Ellos, en todo caso, estarían entre los seres extraordinarios. Pero habría que buscarlos con lupa. Trabajo arduo, desde luego.
Pero la mayoría que se ha dedicado a esta actividad, un tanto ingrata, no está a la altura de aquéllos, con posibilidades de cambiar el rumbo de la historia, por el bien común. Con capacidad de promover el entusiasmo ciudadano, a fin de construir una nueva sociedad, con renovadas proyecciones hacia el futuro. Con vocación de servicio a la Patria y no al bolsillo.
De ahí que esos políticos, entre comillas, que proliferan hoy como ayer por doquier, no se salvan de los cuestionamientos de la población. Es que, desde 1825 a nuestros días, el país ha caminado de tumbo en tumbo, por culpa de ellos. No pudieron sacarnos del atraso que aún arrastramos, para vergüenza de las nuevas generaciones. No pudieron devolvernos la esperanza ni ofrecernos la ilusión de un nuevo amanecer.
Muchos de ellos pasaron a mejor vida sin pena ni gloria. Según la historia éstos medraron, en todo tiempo, del erario nacional, lo hicieron legal o ilegalmente, con o sin vergüenza, en dictadura o democracia, para el colmo de males. Prueba de ello es que salieron de la pobreza de la noche a la mañana, con bienes e inmuebles en el interior y exterior de nuestras fronteras.

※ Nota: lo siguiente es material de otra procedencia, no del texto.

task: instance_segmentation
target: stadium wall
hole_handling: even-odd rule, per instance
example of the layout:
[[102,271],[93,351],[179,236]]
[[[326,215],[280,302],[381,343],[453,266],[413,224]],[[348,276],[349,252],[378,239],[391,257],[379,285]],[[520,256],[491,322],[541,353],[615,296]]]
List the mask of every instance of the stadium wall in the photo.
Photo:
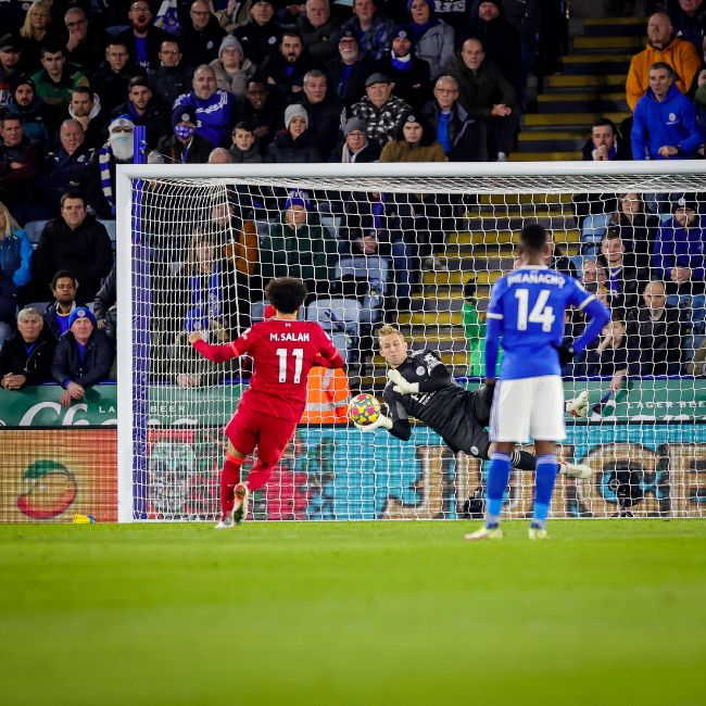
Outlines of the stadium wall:
[[[706,382],[645,380],[600,423],[569,424],[567,458],[590,464],[591,483],[562,479],[555,517],[702,517],[706,503]],[[577,383],[585,387],[585,383]],[[595,392],[601,383],[591,383]],[[72,521],[92,515],[117,520],[116,387],[97,386],[65,409],[54,387],[0,392],[0,521]],[[567,394],[572,393],[567,384]],[[213,408],[223,409],[213,393]],[[217,393],[216,393],[217,394]],[[189,392],[192,403],[193,391]],[[150,400],[148,472],[157,490],[148,517],[211,519],[217,510],[223,419],[189,429],[184,406]],[[652,419],[650,419],[652,418]],[[409,442],[378,432],[376,444],[354,429],[301,427],[272,481],[256,493],[255,519],[456,519],[482,486],[483,465],[455,459],[425,427]],[[160,482],[160,479],[164,482]],[[531,509],[532,475],[516,472],[512,517]],[[630,488],[628,499],[620,488]],[[169,489],[159,494],[159,489]],[[627,505],[626,505],[627,503]]]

Con fundada razón los estigmatizaron como politicastros, vividores y demagogos. Jamás, salvo algunas excepciones, hicieron buena letra. La postergación del país es obra de éstos. Ellos hicieron de la política un modo de vida. Y sus descendientes también se frotan las manos para emprender esa actividad o el arte de engatusar al incauto electorado.
Oportunistas, calculadores y prebendalistas, que, en determinados momentos, en el Poder, se incomodaron con las libertades ciudadanas, con la libertad de prensa y de opinión. No les gustaba escuchar críticas ni observaciones sino elogios, encomios y lisonjas. Todo lo que hicieron, según ellos, fue la maravilla del mundo.
Jamás dijeron la verdad, siempre tergiversaron la realidad; minimizaron los hechos o prefirieron callar. Y lo que les convenía, lo magnificaban.
En suma: Bolivia siempre ha languidecido en manos de éstos.